You can't read Paul's letters for very long without discovering that God intends to change our natures. Paul says anyone in Christ is a new creation, (2 Cor 5:17), and that we died to sin in Christ (Romans 6:2-6), and that we have been crucified with him (Gal 2:20).
These verses have always made me think that for a Christian, overcoming a bad habit or a recurring attitude should be fairly effortless. All we need to do is have faith and ask God to change us, right? In fact, the change should already have taken place.

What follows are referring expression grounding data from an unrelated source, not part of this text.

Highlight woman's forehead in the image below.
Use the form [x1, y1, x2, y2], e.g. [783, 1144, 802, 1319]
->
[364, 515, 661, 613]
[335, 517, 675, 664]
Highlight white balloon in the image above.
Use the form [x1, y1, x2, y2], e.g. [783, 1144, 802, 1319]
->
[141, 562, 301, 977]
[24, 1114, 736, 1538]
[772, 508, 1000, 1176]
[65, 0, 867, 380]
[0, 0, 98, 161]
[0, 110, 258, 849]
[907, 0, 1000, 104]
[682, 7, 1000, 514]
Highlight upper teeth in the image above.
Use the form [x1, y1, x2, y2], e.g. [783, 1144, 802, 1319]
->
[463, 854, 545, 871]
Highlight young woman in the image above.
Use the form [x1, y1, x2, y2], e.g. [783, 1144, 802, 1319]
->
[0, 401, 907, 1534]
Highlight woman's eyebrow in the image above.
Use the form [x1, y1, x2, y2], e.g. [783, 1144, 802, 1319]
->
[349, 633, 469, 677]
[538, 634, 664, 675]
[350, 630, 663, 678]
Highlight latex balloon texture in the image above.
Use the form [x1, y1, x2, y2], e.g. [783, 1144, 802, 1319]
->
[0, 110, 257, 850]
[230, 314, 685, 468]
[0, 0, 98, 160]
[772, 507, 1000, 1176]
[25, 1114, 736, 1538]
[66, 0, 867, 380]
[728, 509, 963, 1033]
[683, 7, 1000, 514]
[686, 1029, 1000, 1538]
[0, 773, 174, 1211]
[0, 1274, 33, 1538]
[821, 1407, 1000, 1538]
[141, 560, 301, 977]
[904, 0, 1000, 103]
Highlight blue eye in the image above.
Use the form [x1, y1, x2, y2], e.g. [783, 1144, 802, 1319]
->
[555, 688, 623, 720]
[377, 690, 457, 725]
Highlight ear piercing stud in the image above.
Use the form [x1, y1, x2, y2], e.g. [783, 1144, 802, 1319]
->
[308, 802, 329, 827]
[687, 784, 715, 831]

But I've never found change in my life to be effortless, like these verses imply. I've figured out in recent years that Scripture has another paradigm besides the total and instant transformation. The story of God's people coming into the Promised Land is a surprisingly complicated one. There are miracles (crossing the Red Sea, conquering Jericho) that feed the instantaneous, effortless paradigm. But there are also a lot of enemies, that have to be conquered one by one, and in not all cases is the victory supernatural and instantaneous. The biggest delay, the 40 years in the wilderness, comes because the people lose faith at a critical moment, but I'm not sure the story should be read that if the people had only had faith, all would have been effortless. What if God intended the process to be somewhat drawn out, because he wanted to give the people the experience of having faith in the promise, even when circumstances suggested that the promise couldn't be true? Faith is the assurance of things not seen, Hebrews tells us. That means something has to remain unseen for faith to take place.